Fütterers Vorschlag für weitere spannende Motive: "Mal den Blick von oben auf Bielefeld lenken." Dadurch werde die besondere Lage der Stadt deutlich – Bielefeld eine Insel mitten im Grünen. Hier gibt es nach Auffassung des Dozenten Freiraum zum Denken und zum konzentrierten Arbeiten.

Klar, eine Spur Langeweile mag der gebürtige Rheinländer dem ostwestfälischen Oberzentrum nicht absprechen.Doch stehe diese Stadt positiv für Gründlichkeit, Sesshaftigkeit und Ehrlichkeit. Wobei die Postkarten alles andere als Ehrlichkeit vermittelten. "Mit diesen Darstellungen aus Normalo-Perspektive möchte man sich nach außen genauso darstellen wie die anderen Städte auch – getreu der Devise: Bloß nicht negativ auffallen."

Damit landet Fütterer einen Volltreffer. Die Karten, um die es geht, stammen aus dem Schöning-Verlag. Das Lübecker Unternehmen ist nach Aussage seines kaufmännischen Leiters Norbert Gaetsch das einzige, das ganz Deutschland mit Stadtansichten abdeckt: "Wir drucken das, was uns die Fotografen so alles anbieten." Abschließender Kommentar des Kritikers: "Diese Ansichten zeugen von einem fahrlässigen Umgang mit dem Image einer Stadt."

Bielefeld-Marketing-Chef Hans-Rudolf Holtkamp gibt zu: "Die Motive sind nicht ganz taufrisch. Sie geben die Attraktivität der Stadt nicht wieder." Man habe mal eine Serie in Eigenregie aufgelegt, doch: "Dieser Aufwand ist für uns zu hoch."

Als "coole Alternative" zur Kartenserie aus Lübeck bezeichnet Holtkamp authentische 50er-Jahre-Ansichten. Sie stammen aus alten Beständen des früheren Bilderrahmenhandels Busch am Gehrenberg. In der Tourist-Information kaufen vor allem junge Leute Motive wie die Sparrenburg im Grünen und Innenansichten des Burgrestaurants.

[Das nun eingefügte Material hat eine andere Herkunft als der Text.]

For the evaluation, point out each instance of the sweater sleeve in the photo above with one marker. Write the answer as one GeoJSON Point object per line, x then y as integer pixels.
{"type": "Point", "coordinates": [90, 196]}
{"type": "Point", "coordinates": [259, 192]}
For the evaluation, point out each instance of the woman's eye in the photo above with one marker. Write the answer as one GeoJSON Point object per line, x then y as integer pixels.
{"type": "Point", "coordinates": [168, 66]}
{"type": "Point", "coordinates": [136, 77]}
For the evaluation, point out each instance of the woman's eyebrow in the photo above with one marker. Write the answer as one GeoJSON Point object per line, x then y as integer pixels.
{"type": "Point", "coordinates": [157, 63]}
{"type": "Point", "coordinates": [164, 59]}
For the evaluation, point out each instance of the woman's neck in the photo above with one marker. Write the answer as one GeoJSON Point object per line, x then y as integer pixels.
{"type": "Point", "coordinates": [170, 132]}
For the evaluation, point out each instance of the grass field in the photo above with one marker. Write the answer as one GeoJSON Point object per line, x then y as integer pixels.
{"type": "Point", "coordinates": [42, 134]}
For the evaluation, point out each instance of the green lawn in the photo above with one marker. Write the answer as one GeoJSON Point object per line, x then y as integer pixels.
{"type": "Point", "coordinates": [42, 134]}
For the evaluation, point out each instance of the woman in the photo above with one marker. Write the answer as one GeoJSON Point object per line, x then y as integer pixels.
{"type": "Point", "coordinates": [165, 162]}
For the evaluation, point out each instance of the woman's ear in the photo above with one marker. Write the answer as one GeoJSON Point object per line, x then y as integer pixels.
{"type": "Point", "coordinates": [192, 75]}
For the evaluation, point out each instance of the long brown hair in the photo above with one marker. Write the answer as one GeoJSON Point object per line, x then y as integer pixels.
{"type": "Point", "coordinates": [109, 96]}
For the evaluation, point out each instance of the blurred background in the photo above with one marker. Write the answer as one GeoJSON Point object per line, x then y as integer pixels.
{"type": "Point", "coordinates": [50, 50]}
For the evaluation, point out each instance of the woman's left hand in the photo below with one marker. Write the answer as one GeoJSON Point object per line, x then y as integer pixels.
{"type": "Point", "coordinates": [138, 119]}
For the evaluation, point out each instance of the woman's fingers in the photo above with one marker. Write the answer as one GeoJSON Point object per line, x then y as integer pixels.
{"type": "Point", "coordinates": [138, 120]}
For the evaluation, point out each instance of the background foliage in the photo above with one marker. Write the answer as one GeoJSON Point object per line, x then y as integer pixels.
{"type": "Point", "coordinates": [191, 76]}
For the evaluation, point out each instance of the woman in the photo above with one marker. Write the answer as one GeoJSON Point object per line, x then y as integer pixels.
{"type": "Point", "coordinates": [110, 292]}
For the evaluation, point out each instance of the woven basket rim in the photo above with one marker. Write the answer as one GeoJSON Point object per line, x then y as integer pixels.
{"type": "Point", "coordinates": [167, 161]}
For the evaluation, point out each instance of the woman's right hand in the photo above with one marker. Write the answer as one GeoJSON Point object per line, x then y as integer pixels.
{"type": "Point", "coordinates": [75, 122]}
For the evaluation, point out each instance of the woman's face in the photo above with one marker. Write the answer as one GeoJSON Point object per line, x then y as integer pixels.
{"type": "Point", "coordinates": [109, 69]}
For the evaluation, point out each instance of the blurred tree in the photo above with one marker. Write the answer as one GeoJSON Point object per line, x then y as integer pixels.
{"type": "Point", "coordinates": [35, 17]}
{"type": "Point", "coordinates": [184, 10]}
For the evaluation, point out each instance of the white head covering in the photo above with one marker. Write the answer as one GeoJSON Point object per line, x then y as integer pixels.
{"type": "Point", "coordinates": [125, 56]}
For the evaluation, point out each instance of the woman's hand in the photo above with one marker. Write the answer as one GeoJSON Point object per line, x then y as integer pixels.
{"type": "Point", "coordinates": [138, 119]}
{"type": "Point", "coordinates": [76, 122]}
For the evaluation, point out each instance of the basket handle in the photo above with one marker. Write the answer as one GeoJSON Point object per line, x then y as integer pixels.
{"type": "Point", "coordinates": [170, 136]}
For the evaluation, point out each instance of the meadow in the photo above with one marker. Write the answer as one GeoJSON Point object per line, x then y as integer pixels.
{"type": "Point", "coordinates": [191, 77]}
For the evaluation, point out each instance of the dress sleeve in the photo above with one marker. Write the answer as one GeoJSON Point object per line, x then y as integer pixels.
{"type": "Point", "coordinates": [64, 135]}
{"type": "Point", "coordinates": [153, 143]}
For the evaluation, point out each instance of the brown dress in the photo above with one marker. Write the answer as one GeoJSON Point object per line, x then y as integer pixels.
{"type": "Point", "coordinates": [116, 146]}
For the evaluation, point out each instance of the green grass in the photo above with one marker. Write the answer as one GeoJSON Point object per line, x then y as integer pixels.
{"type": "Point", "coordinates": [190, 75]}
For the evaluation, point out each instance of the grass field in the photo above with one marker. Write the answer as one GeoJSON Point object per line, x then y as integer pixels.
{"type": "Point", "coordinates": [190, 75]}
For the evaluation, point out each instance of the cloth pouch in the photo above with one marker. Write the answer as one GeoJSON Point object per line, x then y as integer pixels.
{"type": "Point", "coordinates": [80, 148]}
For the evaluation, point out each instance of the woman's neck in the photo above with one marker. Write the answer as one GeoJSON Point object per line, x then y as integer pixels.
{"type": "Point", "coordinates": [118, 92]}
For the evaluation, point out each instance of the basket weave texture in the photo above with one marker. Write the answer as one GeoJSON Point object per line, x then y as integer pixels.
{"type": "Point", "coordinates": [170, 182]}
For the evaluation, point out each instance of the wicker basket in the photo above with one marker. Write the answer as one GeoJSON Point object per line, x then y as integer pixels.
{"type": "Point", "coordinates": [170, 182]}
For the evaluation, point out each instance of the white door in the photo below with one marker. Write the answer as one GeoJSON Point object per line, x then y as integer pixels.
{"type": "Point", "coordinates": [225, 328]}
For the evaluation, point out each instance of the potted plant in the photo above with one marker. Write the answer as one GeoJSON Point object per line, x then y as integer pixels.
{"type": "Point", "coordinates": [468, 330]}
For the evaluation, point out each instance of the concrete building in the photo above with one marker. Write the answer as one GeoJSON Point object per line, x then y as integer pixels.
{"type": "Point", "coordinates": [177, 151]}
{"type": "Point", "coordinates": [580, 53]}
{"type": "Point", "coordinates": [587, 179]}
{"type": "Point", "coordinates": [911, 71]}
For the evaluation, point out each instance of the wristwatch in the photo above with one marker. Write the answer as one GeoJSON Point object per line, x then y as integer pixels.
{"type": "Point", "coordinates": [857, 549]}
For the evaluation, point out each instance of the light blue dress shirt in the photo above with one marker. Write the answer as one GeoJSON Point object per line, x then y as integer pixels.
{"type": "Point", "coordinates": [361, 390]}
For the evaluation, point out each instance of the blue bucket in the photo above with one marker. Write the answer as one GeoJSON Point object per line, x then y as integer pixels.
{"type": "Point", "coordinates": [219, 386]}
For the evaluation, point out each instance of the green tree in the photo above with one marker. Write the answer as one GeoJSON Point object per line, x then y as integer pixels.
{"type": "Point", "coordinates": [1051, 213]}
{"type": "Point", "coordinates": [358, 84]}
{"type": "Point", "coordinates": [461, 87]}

Sie finden die kultig.

Veraltete Motive - Neue Karten braucht die Stadt

Postkarten gegen Handyfoto, Schneckenpost gegen Twitter und Facebook. Der Schnellste gewinnt? Einspruch.

Ausgefallene und witzige Karten gibt es gerade in diesen Wochen wieder vermehrt an Pinnwänden und Kühlschranktüren zu entdecken. Postkarten sind Imageträger. Das hat sich in Bielefeld offenbar noch nicht herumgesprochen. Bis heute hat man die Chance verpasst, das kreative Potenzial etwa an der Hochschule für diese Zwecke zu nutzen.

Die wenigen E-Cards, die auf der offiziellen Bielefeld-Homepage bereits existieren, hätten ebenfalls ein paar moderne Ergänzungen verdient.